• Media type: E-Article
  • Title: Alteration of Internal Circadian Phase Relationships after Morning versus Evening Carbohydrate-Rich Meals in Humans
  • Contributor: Kräuchi, Kurt; Cajochen, Christian; Werth, Esther; Wirz-Justice, Anna
  • Published: SAGE Publications, 2002
  • Published in: Journal of Biological Rhythms, 17 (2002) 4, Seite 364-376
  • Language: English
  • DOI: 10.1177/074873040201700409
  • ISSN: 1552-4531; 0748-7304
  • Origination:
  • Footnote:
  • Description: The effects of a single morning and evening carbohydrate-rich meal for 3 consecutive days on circadian phase of core body temperature (CBT), heart rate, and salivary melatonin rhythms were compared under controlled constant routine conditions.
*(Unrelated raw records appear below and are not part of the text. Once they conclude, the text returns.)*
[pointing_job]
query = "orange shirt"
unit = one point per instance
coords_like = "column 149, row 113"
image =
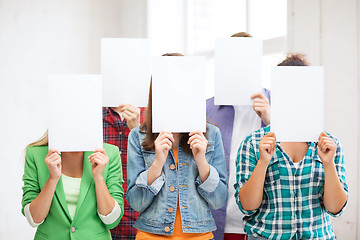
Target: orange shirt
column 178, row 233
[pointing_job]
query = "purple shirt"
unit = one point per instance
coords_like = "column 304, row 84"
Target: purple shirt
column 223, row 117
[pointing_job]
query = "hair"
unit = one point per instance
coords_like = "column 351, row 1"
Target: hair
column 146, row 127
column 294, row 59
column 43, row 141
column 241, row 34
In 10 healthy young men entrained to a natural light-dark cycle with regular sleep timing, CBT and heart rate were significantly elevated for approximately 8 h after the last evening carbohydrate-rich meal (EM), and nocturnal melatonin secretion (as measured by salivary melatonin and urinary 6-sulphatoxymelatonin levels) was reduced, compared to the morning carbohydraterich meal (MM) condition. Thus, circadian phase could not be measured until the following day due to this acute masking effect. The day after the last meal intervention, MM showed a significant advanced circadian phase position in CBT (+59 ± 12 min) and heart rate (+43 ± 18 min) compared to EM. However, dim-light melatonin onset was not significantly changed (+15 ± 13 min). The results are discussed with respect to central (light-entrainable) and peripheral (foodentrainable) oscillators. Food may be a zeitgeber in humans for the food-entrainable peripheral oscillators, but melatonin data do not support such a conclusion for the light-entrainable oscillator in the suprachiasmatic nucleus.